Published 19 Nov 2025 in cs.CV

Abstract: Autoregressive models can generate high-quality 3D meshes by sequentially producing vertices and faces, but their token-by-token decoding results in slow inference, limiting practical use in interactive and large-scale applications. We present FlashMesh, a fast and high-fidelity mesh generation framework that rethinks autoregressive decoding through a predict-correct-verify paradigm. The key insight is that mesh tokens exhibit strong structural and geometric correlations that enable confident multi-token speculation. FlashMesh leverages this by introducing a speculative decoding scheme tailored to the commonly used hourglass transformer architecture, enabling parallel prediction across face, point, and coordinate levels. Extensive experiments show that FlashMesh achieves up to a 2 x speedup over standard autoregressive models while also improving generation fidelity.
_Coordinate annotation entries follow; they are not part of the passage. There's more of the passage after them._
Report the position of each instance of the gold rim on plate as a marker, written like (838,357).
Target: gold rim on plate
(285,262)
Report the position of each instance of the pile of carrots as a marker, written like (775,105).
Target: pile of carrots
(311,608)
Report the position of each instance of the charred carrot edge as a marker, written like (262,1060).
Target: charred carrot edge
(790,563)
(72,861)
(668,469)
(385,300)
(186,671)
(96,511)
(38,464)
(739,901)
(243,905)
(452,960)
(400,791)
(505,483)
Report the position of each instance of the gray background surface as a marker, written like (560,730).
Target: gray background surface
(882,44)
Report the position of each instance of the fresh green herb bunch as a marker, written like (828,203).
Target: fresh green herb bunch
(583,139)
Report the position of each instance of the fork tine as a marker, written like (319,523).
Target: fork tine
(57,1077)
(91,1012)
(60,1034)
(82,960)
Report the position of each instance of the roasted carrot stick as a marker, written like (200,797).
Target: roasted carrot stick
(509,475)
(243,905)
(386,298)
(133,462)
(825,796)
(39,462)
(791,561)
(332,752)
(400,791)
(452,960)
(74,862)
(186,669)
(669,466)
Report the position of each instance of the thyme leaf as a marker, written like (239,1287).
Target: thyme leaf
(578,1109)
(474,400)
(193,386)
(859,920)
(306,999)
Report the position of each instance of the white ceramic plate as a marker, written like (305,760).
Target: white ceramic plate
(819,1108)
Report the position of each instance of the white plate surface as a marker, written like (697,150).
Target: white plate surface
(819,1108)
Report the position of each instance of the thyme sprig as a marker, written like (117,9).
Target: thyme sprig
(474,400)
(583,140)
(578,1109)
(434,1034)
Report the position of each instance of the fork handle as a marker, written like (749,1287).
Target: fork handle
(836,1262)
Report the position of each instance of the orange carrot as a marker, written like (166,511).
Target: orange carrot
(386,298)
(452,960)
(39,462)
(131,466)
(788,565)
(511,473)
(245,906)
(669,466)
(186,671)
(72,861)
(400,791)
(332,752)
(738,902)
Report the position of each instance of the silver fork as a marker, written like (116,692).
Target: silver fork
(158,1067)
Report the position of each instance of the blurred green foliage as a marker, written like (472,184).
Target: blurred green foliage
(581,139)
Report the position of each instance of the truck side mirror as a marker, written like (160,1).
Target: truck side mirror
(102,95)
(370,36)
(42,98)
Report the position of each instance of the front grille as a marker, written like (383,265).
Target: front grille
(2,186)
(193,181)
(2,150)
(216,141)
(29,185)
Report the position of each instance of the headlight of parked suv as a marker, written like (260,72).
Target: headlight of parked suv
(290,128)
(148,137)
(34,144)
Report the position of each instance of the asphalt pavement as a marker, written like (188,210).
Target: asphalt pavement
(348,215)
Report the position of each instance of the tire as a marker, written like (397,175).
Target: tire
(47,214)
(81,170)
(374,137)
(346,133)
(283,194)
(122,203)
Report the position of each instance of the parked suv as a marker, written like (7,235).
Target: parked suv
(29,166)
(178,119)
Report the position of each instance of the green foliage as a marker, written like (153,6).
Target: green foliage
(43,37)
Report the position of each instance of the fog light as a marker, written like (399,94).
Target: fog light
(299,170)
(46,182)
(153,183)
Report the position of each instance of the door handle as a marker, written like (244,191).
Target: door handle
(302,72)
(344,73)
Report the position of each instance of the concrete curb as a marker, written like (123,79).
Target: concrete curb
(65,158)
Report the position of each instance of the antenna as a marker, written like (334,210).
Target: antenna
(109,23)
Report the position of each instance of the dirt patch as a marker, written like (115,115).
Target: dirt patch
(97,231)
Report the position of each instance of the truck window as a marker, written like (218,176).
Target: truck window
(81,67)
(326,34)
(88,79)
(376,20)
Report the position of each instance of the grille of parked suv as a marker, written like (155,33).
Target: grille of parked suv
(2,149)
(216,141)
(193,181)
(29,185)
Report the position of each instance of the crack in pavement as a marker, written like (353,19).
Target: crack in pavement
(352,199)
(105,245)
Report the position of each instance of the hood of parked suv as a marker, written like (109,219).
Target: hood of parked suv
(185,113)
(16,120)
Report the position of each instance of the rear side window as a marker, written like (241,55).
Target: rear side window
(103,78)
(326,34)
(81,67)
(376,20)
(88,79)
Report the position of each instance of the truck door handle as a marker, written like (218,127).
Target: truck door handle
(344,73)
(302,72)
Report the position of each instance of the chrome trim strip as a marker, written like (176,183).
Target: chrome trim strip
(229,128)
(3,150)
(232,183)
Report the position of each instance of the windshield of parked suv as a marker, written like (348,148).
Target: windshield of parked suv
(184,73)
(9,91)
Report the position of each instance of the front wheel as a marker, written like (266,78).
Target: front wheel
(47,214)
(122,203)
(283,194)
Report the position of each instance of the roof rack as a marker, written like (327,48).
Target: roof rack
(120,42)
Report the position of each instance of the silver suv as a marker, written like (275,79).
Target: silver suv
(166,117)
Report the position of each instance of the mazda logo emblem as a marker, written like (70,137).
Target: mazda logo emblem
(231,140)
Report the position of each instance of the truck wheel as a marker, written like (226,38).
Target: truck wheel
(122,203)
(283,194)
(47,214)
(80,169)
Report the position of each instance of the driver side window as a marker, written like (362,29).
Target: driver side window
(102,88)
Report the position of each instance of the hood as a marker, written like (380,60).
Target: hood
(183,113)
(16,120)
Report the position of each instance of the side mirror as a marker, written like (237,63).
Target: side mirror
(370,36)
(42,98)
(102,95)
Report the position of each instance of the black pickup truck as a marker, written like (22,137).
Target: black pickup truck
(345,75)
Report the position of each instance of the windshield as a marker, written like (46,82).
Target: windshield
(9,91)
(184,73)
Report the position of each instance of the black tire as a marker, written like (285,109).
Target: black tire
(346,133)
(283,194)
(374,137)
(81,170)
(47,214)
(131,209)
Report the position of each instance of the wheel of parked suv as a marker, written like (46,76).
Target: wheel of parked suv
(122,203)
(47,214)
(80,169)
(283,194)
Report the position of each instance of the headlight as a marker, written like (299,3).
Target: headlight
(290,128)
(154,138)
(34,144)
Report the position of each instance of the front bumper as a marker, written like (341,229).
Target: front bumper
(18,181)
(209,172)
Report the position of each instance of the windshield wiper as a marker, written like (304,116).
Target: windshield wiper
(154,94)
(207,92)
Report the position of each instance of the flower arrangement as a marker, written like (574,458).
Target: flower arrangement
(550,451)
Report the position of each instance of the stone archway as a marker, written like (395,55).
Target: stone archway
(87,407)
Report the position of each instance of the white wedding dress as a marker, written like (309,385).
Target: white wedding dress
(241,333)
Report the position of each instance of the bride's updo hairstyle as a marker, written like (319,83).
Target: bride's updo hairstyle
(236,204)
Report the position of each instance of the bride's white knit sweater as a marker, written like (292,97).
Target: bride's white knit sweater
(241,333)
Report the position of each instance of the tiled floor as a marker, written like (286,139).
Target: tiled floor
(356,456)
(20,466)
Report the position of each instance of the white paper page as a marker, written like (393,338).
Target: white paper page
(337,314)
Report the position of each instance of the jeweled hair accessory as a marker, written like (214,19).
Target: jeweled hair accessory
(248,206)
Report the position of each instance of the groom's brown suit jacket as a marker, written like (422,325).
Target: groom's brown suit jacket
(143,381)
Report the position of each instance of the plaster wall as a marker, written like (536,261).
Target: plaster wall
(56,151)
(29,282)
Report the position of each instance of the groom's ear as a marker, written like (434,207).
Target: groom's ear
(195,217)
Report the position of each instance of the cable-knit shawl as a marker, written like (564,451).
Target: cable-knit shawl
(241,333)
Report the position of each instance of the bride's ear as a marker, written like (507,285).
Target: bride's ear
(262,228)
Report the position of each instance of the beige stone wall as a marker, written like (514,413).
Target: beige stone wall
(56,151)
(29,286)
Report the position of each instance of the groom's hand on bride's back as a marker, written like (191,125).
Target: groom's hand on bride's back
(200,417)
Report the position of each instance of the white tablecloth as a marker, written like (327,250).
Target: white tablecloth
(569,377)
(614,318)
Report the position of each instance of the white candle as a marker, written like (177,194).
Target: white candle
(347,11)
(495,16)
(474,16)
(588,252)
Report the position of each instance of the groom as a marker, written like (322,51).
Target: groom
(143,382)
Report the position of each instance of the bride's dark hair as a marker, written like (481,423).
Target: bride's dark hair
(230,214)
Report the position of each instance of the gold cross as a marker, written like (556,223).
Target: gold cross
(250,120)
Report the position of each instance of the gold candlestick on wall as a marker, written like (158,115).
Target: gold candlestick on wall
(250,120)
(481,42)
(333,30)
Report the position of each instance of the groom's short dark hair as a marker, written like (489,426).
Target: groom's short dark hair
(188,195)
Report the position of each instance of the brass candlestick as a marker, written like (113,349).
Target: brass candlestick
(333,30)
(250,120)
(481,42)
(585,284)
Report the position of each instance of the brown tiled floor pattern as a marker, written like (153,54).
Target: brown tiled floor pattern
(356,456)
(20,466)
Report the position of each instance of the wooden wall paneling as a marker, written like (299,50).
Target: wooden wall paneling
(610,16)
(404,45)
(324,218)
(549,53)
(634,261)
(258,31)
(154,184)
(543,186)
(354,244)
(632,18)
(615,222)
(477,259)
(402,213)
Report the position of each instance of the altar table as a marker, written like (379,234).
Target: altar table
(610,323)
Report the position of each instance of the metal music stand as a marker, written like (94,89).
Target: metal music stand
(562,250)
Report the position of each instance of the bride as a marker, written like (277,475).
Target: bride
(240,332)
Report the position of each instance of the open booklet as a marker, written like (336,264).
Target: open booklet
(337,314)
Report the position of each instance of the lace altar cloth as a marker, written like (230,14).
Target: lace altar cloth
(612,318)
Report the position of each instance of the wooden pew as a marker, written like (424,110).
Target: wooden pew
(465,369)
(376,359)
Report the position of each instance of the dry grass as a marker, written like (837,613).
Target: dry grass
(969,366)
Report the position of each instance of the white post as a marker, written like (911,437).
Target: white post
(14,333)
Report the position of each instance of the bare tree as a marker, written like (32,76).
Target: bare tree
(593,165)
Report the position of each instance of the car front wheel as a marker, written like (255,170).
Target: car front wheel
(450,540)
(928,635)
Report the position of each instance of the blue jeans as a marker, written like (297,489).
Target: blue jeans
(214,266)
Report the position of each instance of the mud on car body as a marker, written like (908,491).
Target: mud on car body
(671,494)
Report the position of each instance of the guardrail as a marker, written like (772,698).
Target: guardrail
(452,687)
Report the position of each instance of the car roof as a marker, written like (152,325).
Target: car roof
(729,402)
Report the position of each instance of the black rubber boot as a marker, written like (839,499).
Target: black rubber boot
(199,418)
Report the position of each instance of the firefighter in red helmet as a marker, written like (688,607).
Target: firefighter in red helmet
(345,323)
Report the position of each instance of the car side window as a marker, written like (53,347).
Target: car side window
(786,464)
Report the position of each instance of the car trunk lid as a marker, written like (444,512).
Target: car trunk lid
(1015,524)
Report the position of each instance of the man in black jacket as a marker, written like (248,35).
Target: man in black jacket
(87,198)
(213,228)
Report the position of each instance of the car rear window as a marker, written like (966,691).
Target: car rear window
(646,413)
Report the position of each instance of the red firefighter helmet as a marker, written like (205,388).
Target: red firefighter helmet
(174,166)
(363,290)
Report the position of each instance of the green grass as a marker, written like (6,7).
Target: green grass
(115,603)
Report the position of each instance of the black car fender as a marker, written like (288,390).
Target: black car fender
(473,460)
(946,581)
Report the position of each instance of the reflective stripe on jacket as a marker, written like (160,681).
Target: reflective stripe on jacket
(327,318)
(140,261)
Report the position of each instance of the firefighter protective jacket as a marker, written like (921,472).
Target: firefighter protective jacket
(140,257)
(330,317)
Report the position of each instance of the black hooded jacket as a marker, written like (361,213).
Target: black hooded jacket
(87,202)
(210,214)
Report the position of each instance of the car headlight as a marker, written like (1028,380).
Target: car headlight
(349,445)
Our results demonstrate that structural priors in mesh data can be systematically harnessed to accelerate and enhance autoregressive generation.

Summary

The paper introduces a novel predict-correct-verify paradigm that speculatively decodes multiple mesh tokens to accelerate autoregressive 3D mesh synthesis.
It employs lightweight SP-Block and HF-Block modules to exploit structural correlations for parallel token prediction, improving efficiency by up to 2×.
Experimental results show that FlashMesh achieves lower Chamfer Distance and higher tokens per second, boosting quality and speed for real-time 3D applications.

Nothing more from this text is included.